Glancing over at the gaudiness of my neighbors bright white, LED-lit cross, I still think the neighborhood is beautiful. We think our old school, C9, ceramic-coated lights are as classic as it gets. Our jellybean lights, we call them. We hate LEDs with their artificial brilliance, somehow more artificial than ours. We’re waxing Christmas-ier-than-thou, I suppose. Although, we both appreciate how disconnected all of the lights in our neighborhood are, and the fact that having colored lights of all shapes and sizes and neatness and sloppiness of execution and all of the randomness makes its own kind of beauty.
My breath comes out semi-thick like cigarette smoke or engine exhaust. I look up the street, toward the stop sign, and envision my wife coming home in her silver Kia, butt warm from those fancy butt-warmers, ready to turn on some Christmas with the Rat Pack and think about making dinner while the monster runs free throughout the great room and living room and tears ornaments from the tree, depositing them in random corners of our house, screeching out unintelligible questions none of us will ever get the answer to, pointing out what sounds like the greatest atrocities and overlooked injustices in our living room, guest bathroom, house plants, piles of dirty laundry and spent gift wrap.
It’s the most wonderful time of the year. It’s the time of year when suicide rates climb their highest, and I think of the Pacific Northwest. My rain people. I’m so fortunate to have family that I’d kill for, a house that keeps me warm, and a job that keeps the house. So fortunate to complain about needing to lose weight, rather than find sustenance.
It’s the most wonderful time of the year and I’m grateful to be alive.
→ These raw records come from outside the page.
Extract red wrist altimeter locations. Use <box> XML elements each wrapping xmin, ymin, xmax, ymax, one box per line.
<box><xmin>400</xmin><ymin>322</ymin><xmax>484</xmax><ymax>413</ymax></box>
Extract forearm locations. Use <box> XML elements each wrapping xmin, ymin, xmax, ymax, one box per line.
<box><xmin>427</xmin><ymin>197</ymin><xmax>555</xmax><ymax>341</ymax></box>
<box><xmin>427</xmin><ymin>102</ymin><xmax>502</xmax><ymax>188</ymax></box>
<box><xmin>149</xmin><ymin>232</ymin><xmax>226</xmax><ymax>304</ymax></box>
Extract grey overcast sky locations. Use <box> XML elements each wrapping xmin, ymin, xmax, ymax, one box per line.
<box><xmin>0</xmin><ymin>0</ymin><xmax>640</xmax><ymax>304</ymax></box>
Rather than complaining about the cold or things I don’t have or whatever I tend to bitch about, I’m choosing to love life and the season and my family. It’s beautiful. The surreal glow of car lot lights and all of the neon commerce from Fairview reflects off of the pristine, newly fallen snow, illuminating my world like we’re in the far, far North. Hyperborea. Surreal estate.
This year, the ethereal glow is reassuring and warm. My house hums softly, thanks to jellybean lights of all colors, perfectly ovaloid and comforting, like hot, dark bread and greasy soup. Like peppermint Schnapps in my hot chocolate. A star on our tree. A gleam in his eye.
If I don’t ever say it closer to the appropriate date, Merry Christmas and happy holidays. Love from mine to yours.